Dot-product attention layer, a.k.a. Luong-style attention.

Inputs are a list with 2 or 3 elements: 1. A `query` tensor of shape `(batch_size, Tq, dim)`. 2. A `value` tensor of shape `(batch_size, Tv, dim)`. 3. A optional `key` tensor of shape `(batch_size, Tv, dim)`. If none supplied, `value` will be used as a `key`.

The calculation follows the steps: 1. Calculate attention scores using `query` and `key` with shape `(batch_size, Tq, Tv)`. 2. Use scores to calculate a softmax distribution with shape `(batch_size, Tq, Tv)`. 3. Use the softmax distribution to create a linear combination of `value` with shape `(batch_size, Tq, dim)`.

Arguments

• use_scale: If `True`, will create a scalar variable to scale the attention scores.
• dropout: Float between 0 and 1. Fraction of the units to drop for the attention scores. Defaults to `0.0`.
• seed: A Python integer to use as random seed incase of `dropout`.
• score_mode: Function to use to compute attention scores, one of `{"dot", "concat"}`. `"dot"` refers to the dot product between the query and key vectors. `"concat"` refers to the hyperbolic tangent of the concatenation of the `query` and `key` vectors.

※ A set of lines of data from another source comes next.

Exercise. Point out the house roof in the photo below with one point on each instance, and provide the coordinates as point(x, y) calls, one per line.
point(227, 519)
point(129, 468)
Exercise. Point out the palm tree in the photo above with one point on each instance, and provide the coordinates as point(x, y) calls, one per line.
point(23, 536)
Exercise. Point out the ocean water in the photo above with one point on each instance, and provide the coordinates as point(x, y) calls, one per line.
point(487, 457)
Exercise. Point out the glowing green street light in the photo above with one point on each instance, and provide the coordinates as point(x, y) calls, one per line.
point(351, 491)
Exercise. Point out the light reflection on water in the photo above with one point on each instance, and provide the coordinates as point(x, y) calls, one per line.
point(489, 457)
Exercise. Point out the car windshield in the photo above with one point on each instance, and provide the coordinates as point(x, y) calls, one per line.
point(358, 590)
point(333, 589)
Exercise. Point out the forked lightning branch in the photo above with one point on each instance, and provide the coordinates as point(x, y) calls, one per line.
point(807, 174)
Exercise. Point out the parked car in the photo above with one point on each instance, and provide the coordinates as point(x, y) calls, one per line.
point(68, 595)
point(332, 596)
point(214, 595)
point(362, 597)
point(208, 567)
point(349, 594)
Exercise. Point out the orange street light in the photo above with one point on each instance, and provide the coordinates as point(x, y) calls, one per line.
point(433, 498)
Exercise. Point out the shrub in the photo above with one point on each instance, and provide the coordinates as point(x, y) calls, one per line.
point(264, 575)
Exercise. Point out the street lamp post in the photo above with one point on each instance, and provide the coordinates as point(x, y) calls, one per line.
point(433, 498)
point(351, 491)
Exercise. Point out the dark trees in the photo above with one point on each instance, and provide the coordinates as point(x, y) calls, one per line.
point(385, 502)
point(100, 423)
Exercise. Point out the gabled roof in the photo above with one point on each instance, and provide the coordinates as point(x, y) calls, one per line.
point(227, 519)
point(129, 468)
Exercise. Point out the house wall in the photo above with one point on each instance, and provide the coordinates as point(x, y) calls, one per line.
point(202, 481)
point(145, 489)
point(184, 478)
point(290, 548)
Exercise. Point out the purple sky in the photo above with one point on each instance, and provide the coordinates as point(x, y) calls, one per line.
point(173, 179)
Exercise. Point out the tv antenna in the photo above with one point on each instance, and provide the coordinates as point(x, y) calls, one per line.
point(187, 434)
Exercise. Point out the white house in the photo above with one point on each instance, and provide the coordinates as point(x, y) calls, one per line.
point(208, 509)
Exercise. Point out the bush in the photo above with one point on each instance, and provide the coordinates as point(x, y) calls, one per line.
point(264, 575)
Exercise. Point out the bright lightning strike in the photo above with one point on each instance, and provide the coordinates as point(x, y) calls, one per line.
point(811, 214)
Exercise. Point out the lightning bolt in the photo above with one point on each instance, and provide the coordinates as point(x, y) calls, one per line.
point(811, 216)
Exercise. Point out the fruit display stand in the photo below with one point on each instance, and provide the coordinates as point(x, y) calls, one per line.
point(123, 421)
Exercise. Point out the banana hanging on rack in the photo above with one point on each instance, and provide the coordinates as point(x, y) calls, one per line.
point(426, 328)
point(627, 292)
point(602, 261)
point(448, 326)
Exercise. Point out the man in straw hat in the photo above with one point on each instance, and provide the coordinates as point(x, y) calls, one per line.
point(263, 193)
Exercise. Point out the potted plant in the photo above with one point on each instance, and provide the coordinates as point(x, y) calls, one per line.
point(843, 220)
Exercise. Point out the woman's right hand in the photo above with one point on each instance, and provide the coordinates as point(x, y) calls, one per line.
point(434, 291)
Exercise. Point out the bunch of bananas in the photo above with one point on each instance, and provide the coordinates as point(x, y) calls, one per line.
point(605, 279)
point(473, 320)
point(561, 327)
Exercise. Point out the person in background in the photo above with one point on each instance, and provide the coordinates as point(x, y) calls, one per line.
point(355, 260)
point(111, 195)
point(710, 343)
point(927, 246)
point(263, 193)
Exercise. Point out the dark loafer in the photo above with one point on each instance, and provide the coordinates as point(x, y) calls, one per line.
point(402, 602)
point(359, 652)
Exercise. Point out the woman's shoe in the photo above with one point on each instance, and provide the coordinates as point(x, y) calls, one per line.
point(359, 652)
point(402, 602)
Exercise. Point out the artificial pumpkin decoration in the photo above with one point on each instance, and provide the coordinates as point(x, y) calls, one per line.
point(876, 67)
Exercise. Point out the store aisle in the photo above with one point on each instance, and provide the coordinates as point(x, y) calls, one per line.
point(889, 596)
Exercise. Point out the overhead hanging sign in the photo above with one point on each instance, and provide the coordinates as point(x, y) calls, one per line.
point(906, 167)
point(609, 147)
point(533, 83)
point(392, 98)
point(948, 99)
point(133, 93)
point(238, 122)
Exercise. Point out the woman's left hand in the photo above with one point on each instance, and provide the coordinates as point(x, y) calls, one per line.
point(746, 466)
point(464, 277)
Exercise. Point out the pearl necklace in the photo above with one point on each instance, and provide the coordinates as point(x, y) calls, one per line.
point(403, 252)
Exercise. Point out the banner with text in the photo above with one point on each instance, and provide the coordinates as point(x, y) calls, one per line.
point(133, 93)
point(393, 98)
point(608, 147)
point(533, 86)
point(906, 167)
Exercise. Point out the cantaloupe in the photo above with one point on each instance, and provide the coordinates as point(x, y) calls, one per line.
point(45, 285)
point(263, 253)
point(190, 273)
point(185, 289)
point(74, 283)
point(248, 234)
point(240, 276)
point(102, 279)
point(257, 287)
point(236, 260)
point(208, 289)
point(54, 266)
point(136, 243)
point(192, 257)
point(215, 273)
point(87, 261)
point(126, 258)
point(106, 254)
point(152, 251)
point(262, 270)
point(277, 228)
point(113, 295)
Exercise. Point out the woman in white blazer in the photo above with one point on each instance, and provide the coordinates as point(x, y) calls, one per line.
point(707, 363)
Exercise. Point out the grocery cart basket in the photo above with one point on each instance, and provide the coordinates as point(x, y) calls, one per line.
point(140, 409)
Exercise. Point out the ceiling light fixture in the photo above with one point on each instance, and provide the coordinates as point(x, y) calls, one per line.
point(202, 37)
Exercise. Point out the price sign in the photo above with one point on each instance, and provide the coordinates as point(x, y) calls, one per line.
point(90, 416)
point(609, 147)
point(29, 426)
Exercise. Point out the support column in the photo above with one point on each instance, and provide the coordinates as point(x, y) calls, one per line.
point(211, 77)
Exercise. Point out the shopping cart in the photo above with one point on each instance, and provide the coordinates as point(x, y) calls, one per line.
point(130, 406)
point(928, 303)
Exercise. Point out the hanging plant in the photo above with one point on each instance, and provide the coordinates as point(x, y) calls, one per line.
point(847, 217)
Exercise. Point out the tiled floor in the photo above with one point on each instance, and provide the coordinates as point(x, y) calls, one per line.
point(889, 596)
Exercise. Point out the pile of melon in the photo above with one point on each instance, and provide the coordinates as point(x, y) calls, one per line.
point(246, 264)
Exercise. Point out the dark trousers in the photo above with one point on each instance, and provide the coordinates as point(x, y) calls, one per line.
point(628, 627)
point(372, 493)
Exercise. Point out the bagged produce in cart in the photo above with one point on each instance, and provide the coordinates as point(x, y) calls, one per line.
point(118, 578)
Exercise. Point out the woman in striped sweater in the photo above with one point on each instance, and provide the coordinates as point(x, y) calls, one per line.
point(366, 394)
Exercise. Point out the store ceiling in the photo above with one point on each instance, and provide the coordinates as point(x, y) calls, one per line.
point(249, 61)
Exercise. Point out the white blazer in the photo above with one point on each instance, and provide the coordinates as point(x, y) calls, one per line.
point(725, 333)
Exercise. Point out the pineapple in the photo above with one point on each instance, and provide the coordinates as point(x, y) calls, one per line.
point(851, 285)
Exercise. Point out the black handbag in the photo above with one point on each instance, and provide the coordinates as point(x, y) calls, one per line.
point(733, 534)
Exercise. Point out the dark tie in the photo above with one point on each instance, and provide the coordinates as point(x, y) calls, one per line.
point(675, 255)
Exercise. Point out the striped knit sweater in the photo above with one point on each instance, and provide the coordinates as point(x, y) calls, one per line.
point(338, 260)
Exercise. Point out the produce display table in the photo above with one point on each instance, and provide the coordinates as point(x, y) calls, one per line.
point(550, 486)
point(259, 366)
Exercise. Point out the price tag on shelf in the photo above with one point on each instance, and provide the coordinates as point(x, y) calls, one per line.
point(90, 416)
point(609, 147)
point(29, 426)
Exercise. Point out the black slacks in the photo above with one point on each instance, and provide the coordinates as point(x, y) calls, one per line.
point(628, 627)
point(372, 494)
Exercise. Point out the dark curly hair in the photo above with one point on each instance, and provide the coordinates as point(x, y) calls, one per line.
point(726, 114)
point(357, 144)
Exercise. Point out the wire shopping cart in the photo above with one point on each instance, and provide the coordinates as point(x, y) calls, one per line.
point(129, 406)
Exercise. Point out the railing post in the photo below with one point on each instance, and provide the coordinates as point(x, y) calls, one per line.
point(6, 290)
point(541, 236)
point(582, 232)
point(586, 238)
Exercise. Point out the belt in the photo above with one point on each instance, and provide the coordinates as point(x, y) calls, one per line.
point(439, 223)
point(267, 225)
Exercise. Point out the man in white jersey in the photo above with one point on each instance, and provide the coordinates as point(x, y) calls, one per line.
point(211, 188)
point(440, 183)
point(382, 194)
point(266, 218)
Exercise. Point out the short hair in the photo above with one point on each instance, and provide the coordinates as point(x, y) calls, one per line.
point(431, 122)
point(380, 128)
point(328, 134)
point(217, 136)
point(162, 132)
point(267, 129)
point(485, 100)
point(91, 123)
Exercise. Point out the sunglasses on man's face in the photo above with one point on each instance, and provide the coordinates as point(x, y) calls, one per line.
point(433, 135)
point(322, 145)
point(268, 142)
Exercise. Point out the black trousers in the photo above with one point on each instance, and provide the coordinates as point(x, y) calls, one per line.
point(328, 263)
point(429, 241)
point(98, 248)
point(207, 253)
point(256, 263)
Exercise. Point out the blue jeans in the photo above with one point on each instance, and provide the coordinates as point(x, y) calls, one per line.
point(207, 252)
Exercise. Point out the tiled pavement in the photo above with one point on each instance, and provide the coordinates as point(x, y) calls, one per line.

Call # Arguments inputs: List of the following tensors: - `query`: Query tensor of shape `(batch_size, Tq, dim)`. - `value`: Value tensor of shape `(batch_size, Tv, dim)`. - `key`: Optional key tensor of shape `(batch_size, Tv, dim)`. If not given, will use `value` for both `key` and `value`, which is the most common case. mask: List of the following tensors: - `query_mask`: A boolean mask tensor of shape `(batch_size, Tq)`. If given, the output will be zero at the positions where `mask==False`. - `value_mask`: A boolean mask tensor of shape `(batch_size, Tv)`. If given, will apply the mask such that values at positions where `mask==False` do not contribute to the result. return_attention_scores: bool, it `True`, returns the attention scores (after masking and softmax) as an additional output argument. training: Python boolean indicating whether the layer should behave in training mode (adding dropout) or in inference mode (no dropout). use_causal_mask: Boolean. Set to `True` for decoder self-attention. Adds a mask such that position `i` cannot attend to positions `j > i`. This prevents the flow of information from the future towards the past. Defaults to `False`.

Output: Attention outputs of shape `(batch_size, Tq, dim)`. (Optional) Attention scores after masking and softmax with shape `(batch_size, Tq, Tv)`.